Here’s what went down:

Brewed 6/25/16:

2 grams of Calcium Chloride to the main mash water (3 gallons), which was not cut with distilled water. Mashed in at 160F initially, but brought it down with some cold water to 156F. The pH was close to 5.6. I added a little lactic acid to bring it down. Collected 3.5 gallons at 1.067 post-boil.

Pulled off a gallon for the Black Lager with Brett.

Left with almost 3 gallons. Pitched the dregs listed above in the recipe and pictured below.

IMG_8142

6/26/16: There are some bubbles on top, but it doesn’t look like activity though, rather it looks like bubbles lingering still from the initial transfer.

6/27/16: Actual activity. It’s been in the mid-90s in the garage during the day, which now makes me a bit nervous reading this on the Sour Beer Blog: “Acetone on the other hand tends to be produced by an overactive fermentation by either Saccharomyces or Brettanomyces in which the yeast is too hot. To avoid acetone, keep your fermentation’s temperature controlled and in general under 75º F”.

I know Highland Park Brewery in hot summer L.A. has aged some of their barrel-aged sours in their parking lot outside, and every sour beer they have released has been wonderful. So let the prayers begin.

6/29/16: Activity is complete, and by complete, I mean the krausen has fallen. Transferred to a 3 gallon carboy for extended aging. I was shy on my volume so I was not able to fill it entirely to the neck.

12/10/16: This tastes amazing. I actually think it’s done, but I’m going to wait to see about blending it. I might just use it as is though. The gravity is at 1.006.
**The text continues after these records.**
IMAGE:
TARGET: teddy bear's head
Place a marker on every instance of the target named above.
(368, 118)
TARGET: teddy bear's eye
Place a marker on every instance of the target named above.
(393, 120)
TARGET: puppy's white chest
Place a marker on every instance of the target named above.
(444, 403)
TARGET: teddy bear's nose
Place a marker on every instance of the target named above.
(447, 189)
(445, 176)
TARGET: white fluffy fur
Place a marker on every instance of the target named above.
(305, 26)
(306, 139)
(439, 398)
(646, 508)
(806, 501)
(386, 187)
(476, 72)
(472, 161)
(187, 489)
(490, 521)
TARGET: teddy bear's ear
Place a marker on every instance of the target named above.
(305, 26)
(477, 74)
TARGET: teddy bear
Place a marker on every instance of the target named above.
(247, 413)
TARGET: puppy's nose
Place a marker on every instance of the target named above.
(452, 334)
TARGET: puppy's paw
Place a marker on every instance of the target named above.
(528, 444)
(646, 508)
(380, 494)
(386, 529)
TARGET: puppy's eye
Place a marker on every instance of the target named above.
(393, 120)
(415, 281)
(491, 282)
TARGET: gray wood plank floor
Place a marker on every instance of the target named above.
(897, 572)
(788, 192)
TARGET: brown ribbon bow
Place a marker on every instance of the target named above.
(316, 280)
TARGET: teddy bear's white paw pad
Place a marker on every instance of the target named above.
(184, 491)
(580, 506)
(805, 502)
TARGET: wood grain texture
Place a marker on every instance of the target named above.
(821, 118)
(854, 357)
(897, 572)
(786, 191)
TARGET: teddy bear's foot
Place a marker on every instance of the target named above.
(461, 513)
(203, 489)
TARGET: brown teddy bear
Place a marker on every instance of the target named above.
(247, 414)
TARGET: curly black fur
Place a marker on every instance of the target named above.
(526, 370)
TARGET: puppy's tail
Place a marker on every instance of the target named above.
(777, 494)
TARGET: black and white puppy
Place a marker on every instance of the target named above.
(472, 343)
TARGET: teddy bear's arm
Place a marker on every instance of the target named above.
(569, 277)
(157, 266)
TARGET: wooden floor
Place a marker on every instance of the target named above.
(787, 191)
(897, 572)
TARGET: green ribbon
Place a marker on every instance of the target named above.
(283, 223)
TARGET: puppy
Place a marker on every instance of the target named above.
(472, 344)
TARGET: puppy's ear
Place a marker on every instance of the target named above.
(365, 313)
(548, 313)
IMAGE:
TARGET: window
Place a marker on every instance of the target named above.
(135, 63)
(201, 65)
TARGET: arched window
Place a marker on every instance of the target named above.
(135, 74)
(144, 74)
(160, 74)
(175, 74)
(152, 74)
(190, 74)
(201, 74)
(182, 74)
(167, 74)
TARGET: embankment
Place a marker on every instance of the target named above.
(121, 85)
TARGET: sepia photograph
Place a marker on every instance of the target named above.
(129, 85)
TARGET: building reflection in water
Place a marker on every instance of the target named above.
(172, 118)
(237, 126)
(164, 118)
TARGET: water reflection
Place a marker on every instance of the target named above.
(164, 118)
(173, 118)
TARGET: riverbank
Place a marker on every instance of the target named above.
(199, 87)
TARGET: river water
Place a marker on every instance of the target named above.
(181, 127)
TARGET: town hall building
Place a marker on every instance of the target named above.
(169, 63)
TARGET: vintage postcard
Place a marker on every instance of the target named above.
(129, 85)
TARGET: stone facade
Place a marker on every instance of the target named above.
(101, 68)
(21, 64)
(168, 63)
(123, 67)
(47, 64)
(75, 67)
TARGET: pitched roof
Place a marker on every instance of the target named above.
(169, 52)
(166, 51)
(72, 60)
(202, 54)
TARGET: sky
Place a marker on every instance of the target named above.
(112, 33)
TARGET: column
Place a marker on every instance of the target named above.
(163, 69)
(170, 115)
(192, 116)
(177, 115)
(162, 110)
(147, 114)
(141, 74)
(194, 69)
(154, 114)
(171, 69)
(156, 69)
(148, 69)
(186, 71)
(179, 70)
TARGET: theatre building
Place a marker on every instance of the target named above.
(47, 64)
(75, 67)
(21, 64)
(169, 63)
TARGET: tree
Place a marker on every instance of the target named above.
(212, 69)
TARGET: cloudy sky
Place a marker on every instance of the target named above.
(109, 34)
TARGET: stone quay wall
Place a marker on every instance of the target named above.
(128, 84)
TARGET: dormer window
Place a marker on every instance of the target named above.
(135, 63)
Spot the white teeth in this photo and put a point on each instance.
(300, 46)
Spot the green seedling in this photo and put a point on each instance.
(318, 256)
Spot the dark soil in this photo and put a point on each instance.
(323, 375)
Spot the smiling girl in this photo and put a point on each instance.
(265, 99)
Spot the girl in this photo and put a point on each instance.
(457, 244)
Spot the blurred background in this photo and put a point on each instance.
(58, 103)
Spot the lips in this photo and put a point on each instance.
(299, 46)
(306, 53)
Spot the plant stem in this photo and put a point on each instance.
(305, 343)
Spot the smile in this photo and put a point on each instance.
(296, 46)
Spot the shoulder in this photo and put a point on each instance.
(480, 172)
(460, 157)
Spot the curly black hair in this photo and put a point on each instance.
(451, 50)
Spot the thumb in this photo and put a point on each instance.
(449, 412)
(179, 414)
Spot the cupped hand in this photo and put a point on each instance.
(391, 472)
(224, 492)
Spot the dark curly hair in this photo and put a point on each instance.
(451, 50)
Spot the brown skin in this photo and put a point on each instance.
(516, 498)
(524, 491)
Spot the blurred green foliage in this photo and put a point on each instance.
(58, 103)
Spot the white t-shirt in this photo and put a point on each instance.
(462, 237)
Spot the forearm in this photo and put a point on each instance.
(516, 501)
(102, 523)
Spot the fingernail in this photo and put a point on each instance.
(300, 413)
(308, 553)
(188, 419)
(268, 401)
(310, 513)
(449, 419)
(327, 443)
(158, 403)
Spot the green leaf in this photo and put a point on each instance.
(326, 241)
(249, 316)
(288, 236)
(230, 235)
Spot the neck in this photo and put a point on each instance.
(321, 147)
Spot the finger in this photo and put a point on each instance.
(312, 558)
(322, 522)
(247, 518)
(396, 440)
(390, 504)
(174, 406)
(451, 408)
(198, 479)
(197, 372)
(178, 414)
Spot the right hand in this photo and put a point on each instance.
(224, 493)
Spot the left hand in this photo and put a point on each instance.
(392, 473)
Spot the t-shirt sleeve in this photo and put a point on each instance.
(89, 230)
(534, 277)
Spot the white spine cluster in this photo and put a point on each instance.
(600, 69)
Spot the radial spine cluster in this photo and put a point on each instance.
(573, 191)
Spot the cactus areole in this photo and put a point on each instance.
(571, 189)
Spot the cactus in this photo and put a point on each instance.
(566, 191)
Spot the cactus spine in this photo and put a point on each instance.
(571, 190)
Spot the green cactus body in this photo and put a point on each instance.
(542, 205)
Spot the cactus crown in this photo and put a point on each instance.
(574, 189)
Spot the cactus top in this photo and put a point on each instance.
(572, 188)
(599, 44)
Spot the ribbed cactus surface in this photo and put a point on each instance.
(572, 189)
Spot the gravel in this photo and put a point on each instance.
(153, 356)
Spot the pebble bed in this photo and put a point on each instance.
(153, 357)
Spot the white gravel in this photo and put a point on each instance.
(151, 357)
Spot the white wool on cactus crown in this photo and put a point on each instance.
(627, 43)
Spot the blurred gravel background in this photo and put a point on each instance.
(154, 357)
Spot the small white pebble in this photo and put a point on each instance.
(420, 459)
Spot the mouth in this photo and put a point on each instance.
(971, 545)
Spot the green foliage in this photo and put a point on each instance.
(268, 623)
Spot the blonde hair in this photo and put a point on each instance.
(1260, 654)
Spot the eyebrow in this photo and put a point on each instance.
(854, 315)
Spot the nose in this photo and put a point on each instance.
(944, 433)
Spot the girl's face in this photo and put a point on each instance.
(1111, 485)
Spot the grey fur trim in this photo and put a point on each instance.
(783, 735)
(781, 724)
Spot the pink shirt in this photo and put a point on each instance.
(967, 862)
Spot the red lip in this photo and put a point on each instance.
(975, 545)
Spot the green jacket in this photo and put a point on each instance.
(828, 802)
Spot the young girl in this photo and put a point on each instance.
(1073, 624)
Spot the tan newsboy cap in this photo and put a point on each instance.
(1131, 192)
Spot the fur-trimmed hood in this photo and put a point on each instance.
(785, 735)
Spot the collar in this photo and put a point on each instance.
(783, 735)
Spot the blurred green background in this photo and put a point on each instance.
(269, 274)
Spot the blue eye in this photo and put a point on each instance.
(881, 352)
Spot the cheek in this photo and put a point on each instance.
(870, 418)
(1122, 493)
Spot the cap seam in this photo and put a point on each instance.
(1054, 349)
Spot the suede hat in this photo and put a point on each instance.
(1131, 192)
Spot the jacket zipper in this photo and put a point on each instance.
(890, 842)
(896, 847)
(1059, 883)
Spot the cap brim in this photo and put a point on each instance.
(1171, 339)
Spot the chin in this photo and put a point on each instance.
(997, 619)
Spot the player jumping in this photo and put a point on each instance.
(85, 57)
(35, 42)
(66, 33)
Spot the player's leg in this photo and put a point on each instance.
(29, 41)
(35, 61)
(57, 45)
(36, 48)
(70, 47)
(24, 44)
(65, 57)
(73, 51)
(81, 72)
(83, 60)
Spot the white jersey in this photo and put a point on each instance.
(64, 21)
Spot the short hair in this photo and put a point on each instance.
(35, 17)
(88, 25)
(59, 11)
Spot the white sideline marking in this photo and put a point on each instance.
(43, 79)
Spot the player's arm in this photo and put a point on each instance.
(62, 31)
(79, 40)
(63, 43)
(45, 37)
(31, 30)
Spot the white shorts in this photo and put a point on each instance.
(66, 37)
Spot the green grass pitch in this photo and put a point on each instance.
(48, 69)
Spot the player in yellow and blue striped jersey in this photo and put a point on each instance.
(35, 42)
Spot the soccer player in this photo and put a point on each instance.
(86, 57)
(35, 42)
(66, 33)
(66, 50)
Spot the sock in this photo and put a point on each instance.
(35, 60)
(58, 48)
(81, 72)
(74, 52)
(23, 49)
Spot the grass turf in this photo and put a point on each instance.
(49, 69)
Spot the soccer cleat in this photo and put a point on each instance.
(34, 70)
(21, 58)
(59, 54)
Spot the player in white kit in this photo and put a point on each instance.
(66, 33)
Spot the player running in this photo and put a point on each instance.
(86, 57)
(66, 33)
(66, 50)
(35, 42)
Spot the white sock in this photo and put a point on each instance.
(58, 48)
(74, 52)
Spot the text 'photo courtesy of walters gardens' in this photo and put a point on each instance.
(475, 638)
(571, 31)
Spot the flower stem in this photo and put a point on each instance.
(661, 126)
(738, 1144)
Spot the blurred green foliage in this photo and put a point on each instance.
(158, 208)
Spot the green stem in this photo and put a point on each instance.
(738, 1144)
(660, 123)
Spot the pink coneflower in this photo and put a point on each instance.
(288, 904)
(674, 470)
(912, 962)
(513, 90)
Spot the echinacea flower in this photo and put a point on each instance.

2/26/17: This still tastes great. Really fruity with soft acidity. Gravity seemed to be at 1.010, but I must have a slight misreading as I doubt it rose in gravity.

5/2/17: Kegged!

5/17/17 Tasting notes:

This is really good. It has a nice dark plum oak thing going on, yet no oak was put into this. It might be better with some raspberries or something like that, but it’s hard to say. It’s great as is. The body is good and full and the head retention actually holds pretty well, which is hard to do with sours. Happy all around!

Tasting it on video:

I took the slurry and used it for another sour.